I gave her a warm smile and gave myself a mental reminder to put some extra money into the tip jar.

Such a nice girl...

I wonder if you would like her.

You always said that if you had a daughter, she'd have to have a kind heart, good morals, and a strong voice in what she believes in. You said that if you had a son, he'd have to have respect, in a gentlemanly way, and a good amount of knowledge with street smarts and book smarts.

And you wanted them to play an instrument.

Preferably guitar.

You loved the guitar since you were seven and loved it even more as you got older. I still remember how we would spend some of our days just on the porch, me reading on the rocking chair and you on a bench, strumming your guitar and humming a tune.

Sometimes I would give a request and you would play the song to me, the two of us singing duets. The only good sounding part being your guitar playing because our singing was purposely off the pitch and way too loud.
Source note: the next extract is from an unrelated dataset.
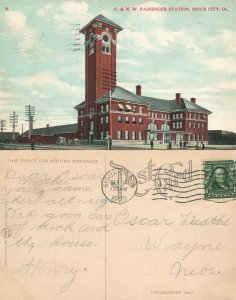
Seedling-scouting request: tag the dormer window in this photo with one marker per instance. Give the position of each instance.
(106, 44)
(91, 43)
I prop my laptop open, my trail of thoughts coming to a stop.

An email again.

Hey,

Remember when we first got together? And your ex-boyfriend? My god, he was such a jerk. Those were hard times, but we got through it, so why weren't we able to handle a little separation?

~Me

P.S. I remember what happened. It was the best moment of my entire life, to be honest. It'll definitely always be engraved in my memory.

P.P.S., Of course, I remember your favorite color. Most of your clothes were Prussian blue, and you never stopped talking about how much you loved Prussian blue and lilac color themed stationery. Plus, you always jabbed at me when I called your favorite color Russian blue instead of Prussian blue.